The handheld giant will discontinue the MyPalm Web portal, saying the idea of storing personal information on the Web has lost some of its popularity.

3 min read
Handheld giant Palm plans to discontinue the Web-based MyPalm portal that offers online access to personal calendars and address books.

According to a message posted on its Web site, Palm will delete all customer data on Jan. 10. Palm is keeping a separate mobile portal also known as MyPalm that offers content to people with handhelds capable of wireless data access.

Palm spokeswoman Marlene Somsak said the idea of storing one's personal information on the Web was big a year ago but has waned with the dot-com bust.

"Our interest in Web PIM (personal information management) was predicated on the premise that (it) would be more widely adopted and take advantage of revenue streams such as advertising and subscriptions," Somsak said Monday. "That has not happened in the industry."

As previously reported, Palm earlier this month cut more than a dozen jobs at its Cambridge, Mass., site. That facility was home to some of the company's MyPalm efforts and was the former site of Anyday.com, an online calendar company acquired by Palm last year. That cash and stock deal was valued at $80 million when it was announced in May 2000.

Somsak said Palm is looking to narrow its focus to businesses that can help the bottom line in the short term and the long term. Palm had already taken a $47.7 million writedown related to the Anyday.com acquisition.

Despite the upcoming demise of the online calendar program that was the heart of Anyday.com, Somsak said Palm has received some benefits from the acquisition, including an improved system for managing subscribers of its Internet services, as well as engineers who have produced new mobile applications that will be used in Palm's next-generation wireless device. That handheld, originally expected this year, has been delayed until 2002.

Sources have said that Palm plans to announce additional layoffs as early as this week. The company has already cut roughly 500 workers in two rounds of cuts earlier this year.
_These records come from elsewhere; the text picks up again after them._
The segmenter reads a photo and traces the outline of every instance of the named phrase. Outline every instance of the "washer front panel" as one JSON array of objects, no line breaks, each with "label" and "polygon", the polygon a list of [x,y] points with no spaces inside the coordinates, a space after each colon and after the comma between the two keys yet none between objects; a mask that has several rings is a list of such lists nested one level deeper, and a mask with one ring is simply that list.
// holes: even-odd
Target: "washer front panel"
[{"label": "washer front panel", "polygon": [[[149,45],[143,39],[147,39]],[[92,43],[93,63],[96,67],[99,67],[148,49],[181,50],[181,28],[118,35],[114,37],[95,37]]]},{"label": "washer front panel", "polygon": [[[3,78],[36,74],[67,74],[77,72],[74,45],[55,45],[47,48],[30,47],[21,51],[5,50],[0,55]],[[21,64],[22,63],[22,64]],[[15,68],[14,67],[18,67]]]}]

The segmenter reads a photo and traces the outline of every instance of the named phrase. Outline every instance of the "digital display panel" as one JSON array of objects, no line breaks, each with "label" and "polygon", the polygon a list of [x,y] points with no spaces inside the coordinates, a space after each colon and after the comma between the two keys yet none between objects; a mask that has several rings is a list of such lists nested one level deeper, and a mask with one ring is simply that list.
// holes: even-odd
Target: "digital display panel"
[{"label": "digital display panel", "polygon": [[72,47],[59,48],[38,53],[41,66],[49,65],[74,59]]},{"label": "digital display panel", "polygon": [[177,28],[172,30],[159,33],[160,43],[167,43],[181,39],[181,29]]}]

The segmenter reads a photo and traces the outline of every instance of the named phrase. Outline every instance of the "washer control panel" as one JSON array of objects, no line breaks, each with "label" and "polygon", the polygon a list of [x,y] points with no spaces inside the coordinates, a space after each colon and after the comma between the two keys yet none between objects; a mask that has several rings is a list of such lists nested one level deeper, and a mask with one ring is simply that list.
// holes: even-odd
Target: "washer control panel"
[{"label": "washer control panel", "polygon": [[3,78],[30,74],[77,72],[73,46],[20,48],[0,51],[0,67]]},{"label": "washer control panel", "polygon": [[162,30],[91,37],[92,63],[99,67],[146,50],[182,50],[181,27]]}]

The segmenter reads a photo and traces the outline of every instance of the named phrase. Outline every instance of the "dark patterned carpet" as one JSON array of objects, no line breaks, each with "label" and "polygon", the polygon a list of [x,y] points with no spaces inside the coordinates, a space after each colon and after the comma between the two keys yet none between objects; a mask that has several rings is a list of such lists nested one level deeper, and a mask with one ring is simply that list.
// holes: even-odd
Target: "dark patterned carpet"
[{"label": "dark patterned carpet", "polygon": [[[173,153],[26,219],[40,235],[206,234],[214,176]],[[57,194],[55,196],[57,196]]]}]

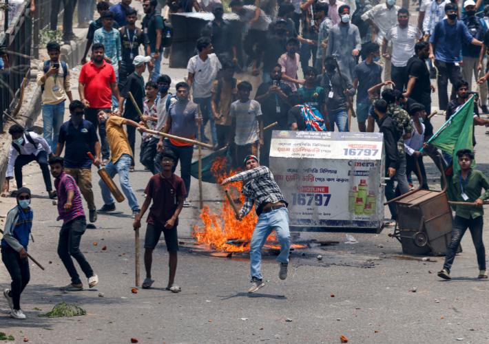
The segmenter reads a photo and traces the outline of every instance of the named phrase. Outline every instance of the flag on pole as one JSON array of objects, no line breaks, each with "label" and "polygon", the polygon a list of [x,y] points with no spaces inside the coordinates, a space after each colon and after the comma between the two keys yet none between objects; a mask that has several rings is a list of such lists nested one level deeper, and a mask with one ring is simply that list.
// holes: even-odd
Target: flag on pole
[{"label": "flag on pole", "polygon": [[[457,152],[460,149],[470,149],[473,151],[473,130],[474,96],[472,96],[426,142],[430,143],[453,157],[454,175],[460,171],[455,156]],[[472,162],[472,166],[475,167],[475,162]]]}]

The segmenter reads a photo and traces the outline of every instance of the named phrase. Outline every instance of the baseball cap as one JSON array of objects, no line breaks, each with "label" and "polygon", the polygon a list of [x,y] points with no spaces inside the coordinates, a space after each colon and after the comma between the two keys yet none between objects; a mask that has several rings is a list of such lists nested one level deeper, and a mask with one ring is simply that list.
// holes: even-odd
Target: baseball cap
[{"label": "baseball cap", "polygon": [[132,64],[136,66],[141,65],[143,63],[147,63],[151,61],[151,56],[143,56],[141,55],[138,55],[134,58],[134,61],[132,61]]}]

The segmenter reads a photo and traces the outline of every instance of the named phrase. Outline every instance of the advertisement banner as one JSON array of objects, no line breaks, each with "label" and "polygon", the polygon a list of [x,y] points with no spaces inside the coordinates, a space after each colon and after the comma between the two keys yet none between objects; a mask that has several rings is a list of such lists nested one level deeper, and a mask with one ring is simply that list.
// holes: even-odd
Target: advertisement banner
[{"label": "advertisement banner", "polygon": [[273,131],[270,169],[291,225],[376,228],[384,221],[382,134]]}]

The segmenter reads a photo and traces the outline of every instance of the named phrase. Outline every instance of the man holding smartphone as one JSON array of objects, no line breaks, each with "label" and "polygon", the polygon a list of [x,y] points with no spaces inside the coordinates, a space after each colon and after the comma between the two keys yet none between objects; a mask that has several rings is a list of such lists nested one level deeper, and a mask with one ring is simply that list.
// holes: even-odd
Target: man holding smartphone
[{"label": "man holding smartphone", "polygon": [[73,101],[70,84],[70,68],[67,63],[59,60],[61,47],[57,42],[47,45],[50,60],[41,62],[37,68],[37,85],[43,94],[41,105],[43,109],[43,137],[56,151],[59,129],[65,116],[65,100]]}]

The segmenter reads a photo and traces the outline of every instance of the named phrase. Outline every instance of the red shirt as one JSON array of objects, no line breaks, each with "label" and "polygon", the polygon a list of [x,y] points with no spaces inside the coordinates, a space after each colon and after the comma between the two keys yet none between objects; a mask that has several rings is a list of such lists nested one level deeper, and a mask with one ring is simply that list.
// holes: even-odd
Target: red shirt
[{"label": "red shirt", "polygon": [[92,61],[85,63],[80,72],[80,83],[85,83],[85,98],[91,108],[112,107],[112,89],[110,83],[116,83],[116,72],[112,65],[105,61],[97,68]]},{"label": "red shirt", "polygon": [[[158,173],[149,179],[145,193],[153,201],[146,222],[163,228],[175,213],[178,197],[185,196],[187,191],[183,180],[178,175],[172,174],[169,178],[163,178],[160,173]],[[174,226],[178,224],[177,218]]]}]

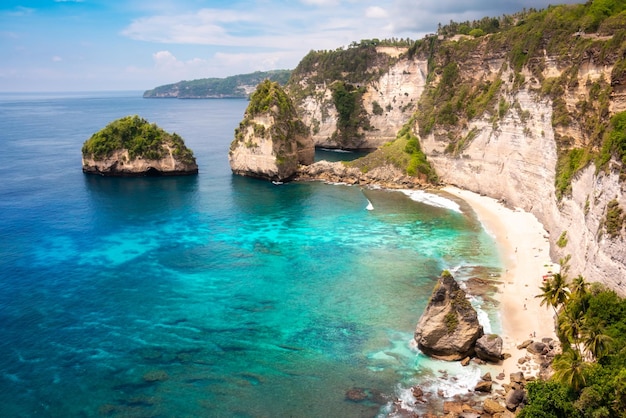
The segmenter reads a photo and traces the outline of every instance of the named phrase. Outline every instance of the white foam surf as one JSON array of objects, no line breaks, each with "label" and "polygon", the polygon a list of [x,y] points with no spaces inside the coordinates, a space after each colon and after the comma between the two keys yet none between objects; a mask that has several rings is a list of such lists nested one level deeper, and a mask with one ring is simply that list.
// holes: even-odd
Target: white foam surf
[{"label": "white foam surf", "polygon": [[407,195],[416,202],[424,203],[426,205],[435,206],[438,208],[449,209],[454,212],[463,213],[461,206],[451,199],[447,199],[443,196],[428,193],[424,190],[401,190],[402,193]]}]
Palm has declined to comment on the potential of new layoffs.

In addition to axing its online calendar and address book, the company is also deleting the Palm.com e-mail accounts for all customers, except for Palm VII and Palm VIIx owners who get their wireless Internet service through Palm.

MyPalm was announced in November 2000. At that time, the company had not yet acquired the Mypalm.com domain name. The company then reached a deal to share the domain with Dominic Hulewicz, the owner of a British Internet consulting firm who used Mypalm.com as the domain name for the e-mail address for his handheld. For much of the past year, traffic to Mypalm.com has been redirected to the official MyPalm site: My.palm.com.

However, on Monday the site was displaying content that apparently belongs to Hulewicz, who has owned the Mypalm.com site since 1999.

Recently, Palm has not been touting its content-related business, focusing instead on splitting itself into two parts--a unit that makes its handhelds and the one that creates and licenses the Palm operating system. The company is looking to create a separate subsidiary for the OS business by the end of the year. And next year, Palm wants to start the process of creating two separately traded companies.

According to the letter on Palm's MyPalm portal: "Beginning January 10, 2002, Palm, Inc. will no longer offer the MyPalm Web portal. All MyPalm Web portal services, such as Date Book and Address Book, will cease operation, as will the Date Book Update and Free Time Viewer applications on MyPalm mobile portal. All PIM data (everything in your Date Book, Address Book, To Dos, Reminders and Memo Pad) will be permanently deleted from the MyPalm portal and will no longer be accessible."